At work, I’m participating in a book club with some coworkers. We’re reading Brené Brown’s Daring Greatly. Yesterday we reviewed chapter 3, which is heavily focused around shame.

The shame that men experience is something that was discussed in this chapter. A common theme here is that many men feel shame around being perceived as weak.

While reading this chapter, I reflected on my experiences with encountering people on the sidewalk. I never thought about how this or my other forms of resisting control were related to shame. But if I explore my fears and thoughts around this, I can see how it’s true.

I feel like making way for other people is one way to elevate them above me, and lower me below them. I fear that it will be perceived as an invitation for people to stomp on me in the future. And if I put myself at the bottom of the food chain like this, no one will want to have anything to do with me.

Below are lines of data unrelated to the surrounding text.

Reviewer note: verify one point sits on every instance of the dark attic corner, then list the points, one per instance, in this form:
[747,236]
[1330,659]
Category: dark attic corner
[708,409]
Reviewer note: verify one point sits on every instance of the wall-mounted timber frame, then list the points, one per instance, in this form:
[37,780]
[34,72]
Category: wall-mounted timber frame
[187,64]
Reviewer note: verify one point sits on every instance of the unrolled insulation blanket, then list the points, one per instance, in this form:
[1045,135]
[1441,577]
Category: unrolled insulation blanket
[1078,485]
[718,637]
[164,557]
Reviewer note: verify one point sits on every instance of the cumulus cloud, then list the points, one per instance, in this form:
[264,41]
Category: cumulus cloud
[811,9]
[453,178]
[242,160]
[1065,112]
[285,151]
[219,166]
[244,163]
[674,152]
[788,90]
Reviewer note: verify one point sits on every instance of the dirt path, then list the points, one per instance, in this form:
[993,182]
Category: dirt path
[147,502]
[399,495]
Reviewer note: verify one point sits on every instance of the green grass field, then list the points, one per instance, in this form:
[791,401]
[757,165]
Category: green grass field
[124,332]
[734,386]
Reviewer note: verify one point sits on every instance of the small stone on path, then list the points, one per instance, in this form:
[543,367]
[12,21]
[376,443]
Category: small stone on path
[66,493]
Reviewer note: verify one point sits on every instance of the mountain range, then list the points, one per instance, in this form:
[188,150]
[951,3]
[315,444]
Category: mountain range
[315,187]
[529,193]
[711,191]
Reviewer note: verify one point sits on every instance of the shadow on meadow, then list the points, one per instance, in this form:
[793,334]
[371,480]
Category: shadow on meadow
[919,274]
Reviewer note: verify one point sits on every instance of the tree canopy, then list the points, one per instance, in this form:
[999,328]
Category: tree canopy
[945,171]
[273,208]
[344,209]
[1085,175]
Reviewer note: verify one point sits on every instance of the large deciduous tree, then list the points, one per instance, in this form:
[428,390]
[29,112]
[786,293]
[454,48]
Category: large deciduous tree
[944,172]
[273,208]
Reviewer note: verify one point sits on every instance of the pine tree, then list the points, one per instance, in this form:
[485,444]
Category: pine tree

Another common theme from this chapter was that shame gets its power from evading language. I found it interesting how for a long time, I never looked at these reasons hiding beneath my avoiding control.

So this morning when someone bumped into me in the madness to get on the train, I caught myself putting my shields up. I started to name the shame and engage myself in a conversation about it.

In that moment, I could choose to be kind because that’s how I’d like to be, or I could choose to be unkind because I’m afraid that people may see me as weak. In hindsight, I find it funny how much I struggled with myself over that choice despite thinking the right answer was so obvious. But at least now I’m starting to be an active participant in these conversations with myself. I think that’s a step forward.